In addition, one can argue that the presence of private funding is likely to be disruptive to the fragile social equilibrium that I described earlier, which supports the norm of openness in academics. A number of speakers have described already how that process would unwind. However, I would like to point out that, although there are some obvious challenges to academic institutions to accommodate various sources of funding, there is also a silver lining. Private corporations, such as biotechnology firms who wish to establish a capacity to apply basic research for their own business, may find it worthwhile to strike alliances with universities and to establish their own research groups. To the extent that they wish to do so, they may be forced, if they want to get into that line of business, to accept some of the norms of openness that go along with academic research. They may also find that accepting these norms can be beneficial to them. It allows them to commit to do scientifically objective research. It gives them an advantage in attracting the best scientists and in establishing a reputation for being a leading technology firm. These opportunities aside, some very challenging steps remain for academic institutions to take to successfully accommodate different funding sources.
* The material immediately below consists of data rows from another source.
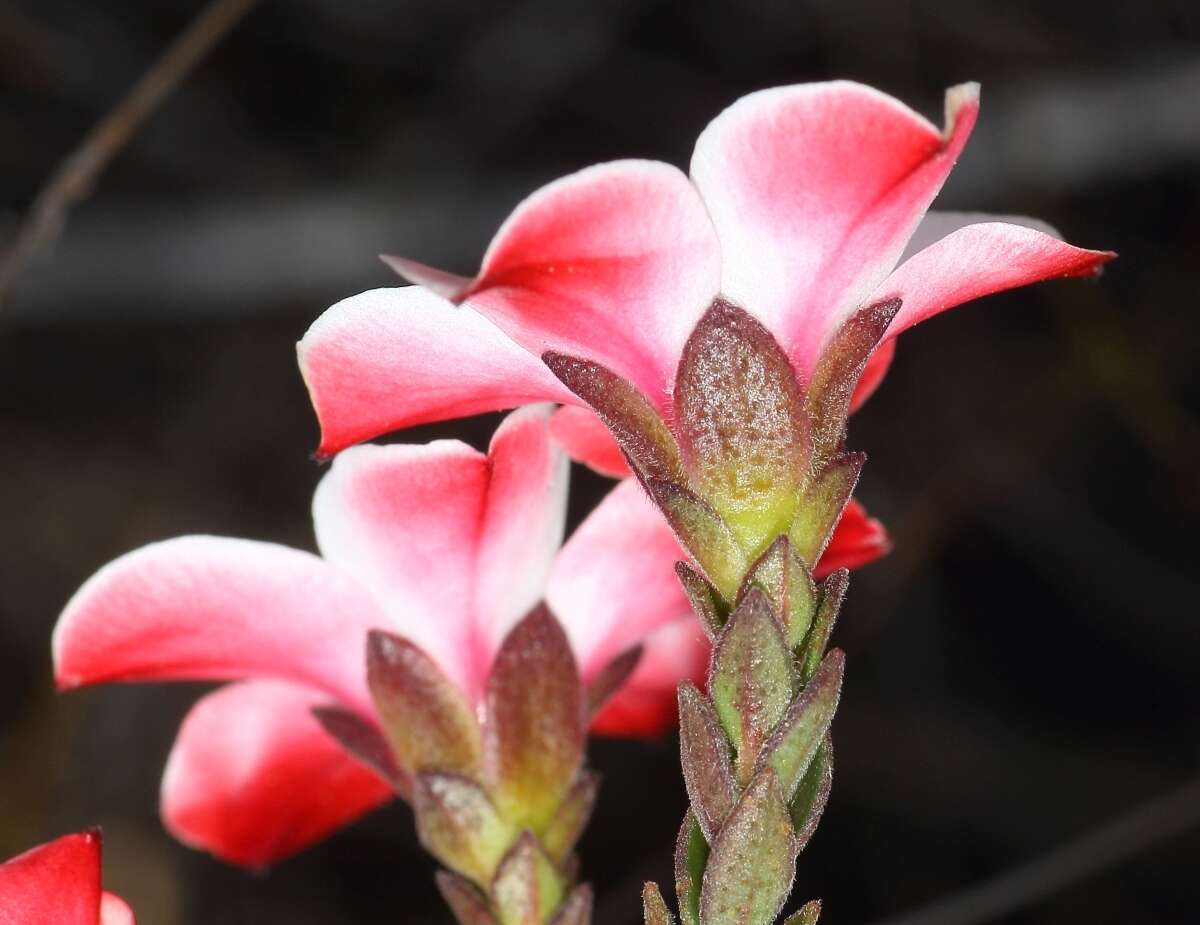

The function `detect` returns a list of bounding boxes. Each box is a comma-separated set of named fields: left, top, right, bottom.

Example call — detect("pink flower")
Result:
left=0, top=830, right=134, bottom=925
left=53, top=406, right=707, bottom=866
left=299, top=82, right=1114, bottom=474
In concluding, I make three suggestions regarding strategies universities might undertake. First I suggest that universities carefully manage the portfolio of private and public research they undertake. Here, they could learn a lesson from accounting firms. Accounting firms have learned recently that packaging auditing and consulting services at the same time to the same clients is a bad idea. This situation positions the accounting firm in a huge conflict of interest. It is difficult for the auditing arm of an accounting firm to issue an honest statement about the financial health of a client, knowing that in doing so, it may risk losing the lucrative management consulting business that it has with that client. We have seen in recent months some of the abuses that can occur. Accounting firms have learned that it makes sense to sell off the management consulting activity to an independent firm thereby breaking up these two activities. Why? Because these two activities when grouped together just do not mesh. They present such perverse incentives that one could not possibly expect one firm to perform these contradictory activities in a satisfactory way.
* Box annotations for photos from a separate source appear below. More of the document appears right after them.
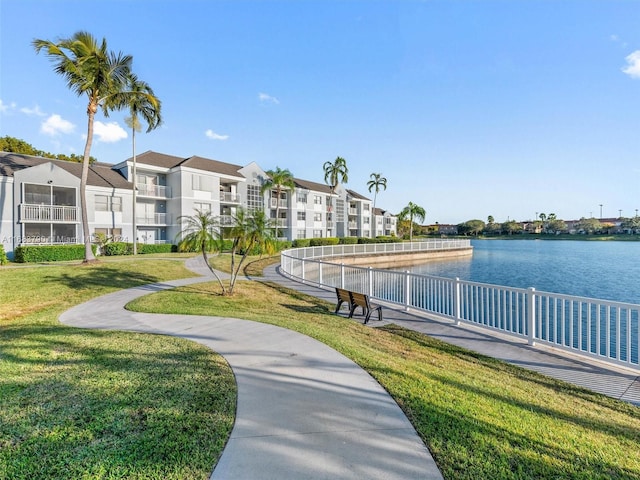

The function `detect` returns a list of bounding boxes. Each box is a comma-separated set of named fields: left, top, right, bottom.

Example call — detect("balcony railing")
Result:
left=270, top=198, right=287, bottom=208
left=136, top=213, right=171, bottom=225
left=20, top=203, right=80, bottom=223
left=220, top=192, right=240, bottom=203
left=136, top=183, right=171, bottom=198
This principle applies to the university as well. Universities should discipline themselves to reject private research that would enlist their advocacy or that would restrict their ability to disclose research findings. They should separate out research that hinders the universities from providing public education and research. One should apply the same principle to individual faculty. Faculty should not be asked to undertake multiple tasks, which inherently conflict and interfere with each other.
A second, and related, suggestion is universities should adopt job-related compensation. Universities undertaking research from different sponsors are going to ask their faculties to engage in various activities. It makes sense to compensate a faculty member based on his performance on the tasks he undertakes. Fine-tuning compensation to the particular job each faculty performs allows the university to target salary and resources to the most valuable areas. It also allows the university to compensate faculty according to whether their research is privately or publicly sponsored.
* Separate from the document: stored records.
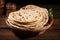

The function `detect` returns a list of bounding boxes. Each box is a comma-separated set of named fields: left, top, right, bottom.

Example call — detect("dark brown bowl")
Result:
left=5, top=17, right=54, bottom=38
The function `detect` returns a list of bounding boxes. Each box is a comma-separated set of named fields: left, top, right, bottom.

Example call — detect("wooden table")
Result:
left=0, top=5, right=60, bottom=40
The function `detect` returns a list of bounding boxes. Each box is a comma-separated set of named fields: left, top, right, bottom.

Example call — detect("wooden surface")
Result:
left=0, top=5, right=60, bottom=40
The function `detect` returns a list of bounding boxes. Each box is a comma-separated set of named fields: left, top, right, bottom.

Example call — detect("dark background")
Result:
left=0, top=0, right=60, bottom=40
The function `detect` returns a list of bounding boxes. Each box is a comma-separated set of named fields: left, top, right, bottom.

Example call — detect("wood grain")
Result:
left=0, top=5, right=60, bottom=40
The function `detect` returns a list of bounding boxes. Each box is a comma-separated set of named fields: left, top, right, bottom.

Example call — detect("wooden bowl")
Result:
left=5, top=17, right=54, bottom=38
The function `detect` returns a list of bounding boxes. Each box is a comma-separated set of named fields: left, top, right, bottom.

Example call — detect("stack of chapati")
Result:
left=7, top=5, right=49, bottom=31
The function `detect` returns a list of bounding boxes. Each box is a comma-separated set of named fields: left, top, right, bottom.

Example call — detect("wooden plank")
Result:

My final suggestion concerns the transfer of research and technology to the corporate sector. I recommend the university tailor revenue-sharing arrangements to suit the type of research transfer it undertakes. Given the different research output the university may transfer, it is unlikely that one arrangement, such as exclusive licensing, will fit all applications. Instead the university should develop a menu of transfer mechanisms conditioned on two important factors. One would be the corporate sponsor's requirements for cost recovery and exclusive access to research findings. The second factor would be the opportunity costs to other researchers of having incomplete or delayed access to the research findings. Transfer agreements should reflect these factors in computing compensation for transfer of research findings to corporate sponsors. Transfers permitting greater circulation of research to the public domain should be performed at lower cost to the sponsor.
Some of the symposium speakers have suggested one cannot expect universities acting alone to be faithful agents for the public good. If this is true, one might establish a standard for sharing arrangements. This would prevent a “race to the bottom” where universities offer overly attractive transfers to compete against others for private funding. Standards should, however, provide universities enough flexibility to tailor transfers to different types of research.